J’ai lu cet été « Le Monde et ses faux », ouvrage de 110 pages de Jean Madiran publié en 1997.
Son but n’est pas d’établir une étude exhaustive de l’histoire du quotidien le Monde, mais de présenter quelques cas concrets.
D’après l’auteur, lorsque le Monde publie des faux, volontairement ou en ayant été trompé, il ne s’en explique pas, ni ne rectifie. Lorsqu’il rectifie, c’est sur des broutilles. « Le Monde peut, comme tout un chacun, se tromper ou être trompé. Il ne rectifie pas. Plus exactement, il multiplie avec componction et solennité les rectifications sans importance : le monsieur qu’il a prénommé Charles-Henry s’appelle Charles-Joseph, mille excuses ; la distance qu’il avait indiquée de 14 km 447, il est vraiment navré, elle n’est que de 14 km 318 ».
Prenons ici trois exemples cités par Jean Madiran.
Tout d’abord, le « faux Fechteler ». Le Monde publiait le 10 mai 1952 un rapport secret de l’amiral américain Fechteler, chef des opérations navales américaines, qui prévoyait de ne pas aider l’Europe en cas d’invasion soviétique. Le Monde n’a jamais reconnu que ce « rapport » était un faux, ni ne s’est jamais expliqué en détails sur cette publication mensongère qui, en pleine guerre froide, visait à faire croire aux Français que les Etats-Unis ne défendraient pas leurs alliés européens.
Le second exemple ne concerne pas le Monde proprement dit, mais son directeur, Jean-Marie Colombani.

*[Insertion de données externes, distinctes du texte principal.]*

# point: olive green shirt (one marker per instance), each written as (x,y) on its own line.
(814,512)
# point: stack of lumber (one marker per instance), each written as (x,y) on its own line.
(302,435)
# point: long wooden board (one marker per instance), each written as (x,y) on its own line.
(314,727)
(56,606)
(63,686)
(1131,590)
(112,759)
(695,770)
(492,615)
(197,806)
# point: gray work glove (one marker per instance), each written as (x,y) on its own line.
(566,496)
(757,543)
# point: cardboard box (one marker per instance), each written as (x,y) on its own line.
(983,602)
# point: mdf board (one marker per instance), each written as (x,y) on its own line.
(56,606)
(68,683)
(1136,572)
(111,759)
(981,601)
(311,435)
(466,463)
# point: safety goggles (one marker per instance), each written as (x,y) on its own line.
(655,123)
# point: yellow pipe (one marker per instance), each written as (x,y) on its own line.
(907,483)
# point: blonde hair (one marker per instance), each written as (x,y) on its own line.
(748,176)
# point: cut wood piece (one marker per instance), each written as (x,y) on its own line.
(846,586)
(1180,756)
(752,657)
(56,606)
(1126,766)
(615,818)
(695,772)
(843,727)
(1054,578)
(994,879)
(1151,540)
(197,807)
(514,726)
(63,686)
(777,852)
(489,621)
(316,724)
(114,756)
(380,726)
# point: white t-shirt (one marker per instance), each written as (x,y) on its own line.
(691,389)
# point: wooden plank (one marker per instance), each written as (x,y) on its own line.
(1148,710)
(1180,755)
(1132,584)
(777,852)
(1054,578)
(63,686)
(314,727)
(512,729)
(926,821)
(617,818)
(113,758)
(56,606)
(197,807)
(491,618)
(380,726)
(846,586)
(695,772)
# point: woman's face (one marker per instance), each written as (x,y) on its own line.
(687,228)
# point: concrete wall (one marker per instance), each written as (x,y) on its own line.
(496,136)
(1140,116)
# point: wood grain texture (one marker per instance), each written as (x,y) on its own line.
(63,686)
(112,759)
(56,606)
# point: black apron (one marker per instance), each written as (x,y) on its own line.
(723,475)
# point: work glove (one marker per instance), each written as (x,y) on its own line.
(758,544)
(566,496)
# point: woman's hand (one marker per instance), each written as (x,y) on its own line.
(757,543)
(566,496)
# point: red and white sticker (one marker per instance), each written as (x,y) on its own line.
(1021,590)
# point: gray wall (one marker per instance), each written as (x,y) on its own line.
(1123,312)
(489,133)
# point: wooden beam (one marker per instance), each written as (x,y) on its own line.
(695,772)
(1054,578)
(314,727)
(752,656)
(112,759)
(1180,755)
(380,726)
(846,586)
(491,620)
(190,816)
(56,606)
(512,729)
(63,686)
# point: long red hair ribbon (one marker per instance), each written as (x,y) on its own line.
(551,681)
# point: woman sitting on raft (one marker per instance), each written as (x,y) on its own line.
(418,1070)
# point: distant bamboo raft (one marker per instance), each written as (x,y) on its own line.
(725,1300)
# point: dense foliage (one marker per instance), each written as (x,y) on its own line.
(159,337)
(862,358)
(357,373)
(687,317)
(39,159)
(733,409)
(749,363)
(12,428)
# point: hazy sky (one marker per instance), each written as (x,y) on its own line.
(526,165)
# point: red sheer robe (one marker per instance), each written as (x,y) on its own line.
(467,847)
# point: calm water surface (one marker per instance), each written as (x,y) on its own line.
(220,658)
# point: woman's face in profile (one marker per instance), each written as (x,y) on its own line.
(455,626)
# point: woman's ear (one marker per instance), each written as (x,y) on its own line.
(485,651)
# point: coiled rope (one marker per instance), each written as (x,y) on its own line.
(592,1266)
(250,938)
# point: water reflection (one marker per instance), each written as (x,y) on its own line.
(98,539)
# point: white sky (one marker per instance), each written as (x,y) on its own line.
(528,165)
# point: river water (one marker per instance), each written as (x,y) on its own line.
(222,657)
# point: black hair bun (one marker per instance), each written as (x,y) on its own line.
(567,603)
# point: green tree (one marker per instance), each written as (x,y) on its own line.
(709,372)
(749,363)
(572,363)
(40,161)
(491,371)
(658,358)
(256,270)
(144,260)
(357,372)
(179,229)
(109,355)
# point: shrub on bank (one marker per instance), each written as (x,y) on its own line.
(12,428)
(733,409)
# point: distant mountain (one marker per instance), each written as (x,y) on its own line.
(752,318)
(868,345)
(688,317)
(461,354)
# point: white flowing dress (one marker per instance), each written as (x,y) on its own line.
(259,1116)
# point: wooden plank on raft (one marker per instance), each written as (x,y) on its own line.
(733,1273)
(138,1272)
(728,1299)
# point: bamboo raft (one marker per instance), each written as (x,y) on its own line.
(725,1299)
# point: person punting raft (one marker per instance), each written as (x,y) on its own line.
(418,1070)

Dans une émission télévisée, présentée le 17 décembre 1987 par Anne Sinclair et Jean-Marie Colombani, était diffusé un enregistrement audiovisuel de Jean-Marie Le Pen qui disait : « Je ne dis pas que les chambres à gaz n’ont pas existé ». L’enregistrement diffusé fut le suivant : « Les chambres à gaz n’ont pas existé ». La justice décréta en 1988 que cette amputation de la déclaration de Jean-Marie Le Pen ne fut qu’une erreur technique. En tous cas, relève Jean Madiran, il n’y a pas eu d’excuse ni de rectification : « Des millions de téléspectateurs ont ainsi vu et entendu eux-mêmes, de leurs propres yeux, de leurs propres oreilles, d’une manière inoubliable, Le Pen faire une telle déclaration. Ils n’ont jamais été détrompés ».

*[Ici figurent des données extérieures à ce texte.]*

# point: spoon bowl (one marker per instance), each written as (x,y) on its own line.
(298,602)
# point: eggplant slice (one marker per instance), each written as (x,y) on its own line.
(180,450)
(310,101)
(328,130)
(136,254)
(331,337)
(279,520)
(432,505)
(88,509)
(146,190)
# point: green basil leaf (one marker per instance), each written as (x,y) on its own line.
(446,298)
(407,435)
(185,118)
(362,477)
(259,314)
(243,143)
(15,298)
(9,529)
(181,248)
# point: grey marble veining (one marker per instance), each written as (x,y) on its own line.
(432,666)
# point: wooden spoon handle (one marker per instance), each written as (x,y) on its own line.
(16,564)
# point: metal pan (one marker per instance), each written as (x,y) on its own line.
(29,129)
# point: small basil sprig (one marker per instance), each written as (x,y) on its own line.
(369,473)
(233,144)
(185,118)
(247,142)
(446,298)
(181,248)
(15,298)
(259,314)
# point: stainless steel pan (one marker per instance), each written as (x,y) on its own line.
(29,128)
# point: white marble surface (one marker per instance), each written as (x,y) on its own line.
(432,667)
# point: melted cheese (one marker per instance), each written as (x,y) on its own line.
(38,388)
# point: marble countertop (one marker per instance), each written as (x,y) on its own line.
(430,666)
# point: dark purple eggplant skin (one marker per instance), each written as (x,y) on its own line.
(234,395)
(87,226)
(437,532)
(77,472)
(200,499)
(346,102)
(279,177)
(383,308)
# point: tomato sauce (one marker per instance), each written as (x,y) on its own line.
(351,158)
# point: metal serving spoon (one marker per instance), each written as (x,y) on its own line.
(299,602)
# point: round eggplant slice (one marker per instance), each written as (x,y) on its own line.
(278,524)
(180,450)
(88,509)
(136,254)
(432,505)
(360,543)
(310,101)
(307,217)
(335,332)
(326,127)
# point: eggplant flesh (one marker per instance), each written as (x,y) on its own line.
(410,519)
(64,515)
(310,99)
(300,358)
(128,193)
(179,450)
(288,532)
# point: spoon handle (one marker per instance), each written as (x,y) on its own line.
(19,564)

Le troisième exemple concerne encore Jean-Marie Le Pen. Dans un article du Monde du 16 avril 1996, Christiane Chombeau cite Jean-Marie Le Pen. Jean Madiran publie un extrait de l’article du Monde, ainsi que du discours original de Jean-Marie Le Pen. Les voici :
Le Monde : « La manifestation du front national, samedi 13 avril à la Mutualité, à Paris, pour le 1500ème anniversaire du baptême de Clovis, a été l’occasion pour le parti d’extrême-droite d’exprimer son rejet des francs-maçons, des communistes et des immigrés. Ces immigrés qui, pour Jean-Marie Le Pen, sont « non désirés » ou « indésirables », « coûtent des fortunes », « ruinent la sécurité sociale, paralysent l’enseignement, colonisent nos villes et nos villages », « et encombrent les prisons, violent, tuent….. ».
Le texte du discours de Jean-Marie Le Pen : « Les millions d’immigrés non désirés ou indésirables coûtent des fortunes, ruinent la sécurité sociale, paralysent l’enseignement, colonisent les banlieues, les villes et souvent les villages, encombrent les tribunaux et les prisons. Leurs éléments marginaux agressent, volent, violent, se conduisent comme en pays conquis, bravent l’autorité, s’attaquent aux agents des services publics et à la police ».
Ainsi que le note Jean Madiran, et qu’on peut le vérifier en comparant les deux extraits ci-dessus, Christiane Chombeau écrit que Jean-Marie Le Pen a dit : « Les immigrés encombrent les prisons, violent, tuent ». Alors qu’il a réellement dit : « Les immigrés encombrent les prisons ; leurs éléments marginaux agressent, volent, violent ». La mention « leurs éléments marginaux » a été supprimée par la journaliste du Monde ; et le mot « tuent » a été ajouté. Jean Madiran indique que le Monde n’a jamais rectifié ; et que cette version truquée du discours de Jean-Marie Le Pen a été abondamment reproduite dans d’autres organes de presse avec la mention : « Jean-Marie Le Pen, cité par le Monde, 16 avril 1996 ».
Pour conclure, un ouvrage intéressant, mais qui mériterait probablement une nouvelle version, vérifiée et complétée, par quelqu’un de la jeune génération, n’ayant pas pris part aux controverses présentées.